Still, hospitals dealing with continuing antibiotic resistant infections may want to consider the method, which they currently are free to do under the CDC practice of leaving those decisions to the local level, he notes. "I think [that approach] makes sense, but the local people have to look at their experience, and as the numbers get higher, they have to be more vigilant," Scheckler says.

References

1. Farr BM, Salgado CD, Karchmer TB, et al. Can antibiotic-resistant nosocomial infections be controlled? Lancet Infect Dis 2001; 1:38-45.

2. Stosor V, Peterson L, Postelnick M, Noskin G. Enterococcus faecium bacteremia: Does vancomycin resistance make a difference? Arch Intern Med 1998; 158: 522-527.

3. Salgado C, Sherertz R, Karchmer T, et al. Public health initiative to control MRSA and VRE in Virginia and North Carolina. Abstracts of the 11th Annual Meeting of the Society for Healthcare Epidemiology of America. Toronto; 2001. (Abstract 164)

4. Ostrowsky B, Steinberg J, Farr B, et al. Reality check: Should we try to detect and isolate vancomycin-resistant enterococci patients? Infect Control Hosp Epidemiol 2001; 22:116-119.

5. Calfee DP, Giannetta E, Farr BM. Effective control of VRE colonization Using CDC recommendations for detection and isolation. Abstracts of the 38th Annual Meeting of the Infectious Diseases Society of America. New Orleans; 2000. (Abstract 21)

6. Jernigan JA, Clemence MA, Stott GA, et al. Control of methicillin resistant Staphylococcus aureus at a university hospital: One decade later. Infect Control Hosp Epidemiol 1995; 16:686-696.

7. Chaix C, Durand-Zaleski I, Alberti C, Brun-Buisson C. Control of endemic methicillin-resistant Staphylococcus aureus: a cost benefit analysis in an intensive care unit. JAMA 1999; 282:1,745-1,751.

8. Muto CA, Cage EG, Durbin LJ, et al. Cost effectiveness of perirectal surveillance cultures for controlling vancomycin-resistant Enterococcus.

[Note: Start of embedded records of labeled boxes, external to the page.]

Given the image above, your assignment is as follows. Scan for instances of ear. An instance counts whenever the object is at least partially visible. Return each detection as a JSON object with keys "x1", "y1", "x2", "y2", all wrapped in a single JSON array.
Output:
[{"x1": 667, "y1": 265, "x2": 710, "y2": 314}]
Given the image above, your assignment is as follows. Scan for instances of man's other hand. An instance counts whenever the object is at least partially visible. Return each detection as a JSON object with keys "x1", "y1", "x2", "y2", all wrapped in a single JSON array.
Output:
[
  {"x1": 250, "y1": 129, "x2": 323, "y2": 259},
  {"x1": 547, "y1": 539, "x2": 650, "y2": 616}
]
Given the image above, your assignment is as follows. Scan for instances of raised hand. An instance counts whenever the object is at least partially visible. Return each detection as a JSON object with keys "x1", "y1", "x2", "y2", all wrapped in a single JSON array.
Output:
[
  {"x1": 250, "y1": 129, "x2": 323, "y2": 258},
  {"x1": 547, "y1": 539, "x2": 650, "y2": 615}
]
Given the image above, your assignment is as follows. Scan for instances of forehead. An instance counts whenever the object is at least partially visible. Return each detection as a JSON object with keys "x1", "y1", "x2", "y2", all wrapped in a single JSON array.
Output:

Abstracts of the 9th Annual Meeting of the Society for Healthcare Epidemiology of America. San Francisco; 1999. (Abstract 74)

9. Papia G, Louie M, Tralla A, et al. Screening high risk patients for methicillin resistant Staphylococcus aureus on admission to the hospital: Is it cost effective? Infect Control Hosp Epidemiol 1999; 20:473-477.

10. Montecalvo M, Ulman J, Petrullo C, et al. The cost benefit of enhanced infection control strategies to prevent transmission of vancomycin resistant Enterococcus. Abstracts of the 37th Interscience Conference on Antimicrobial Agents and Chemotherapy. Toronto; 1997. (Abstract J84).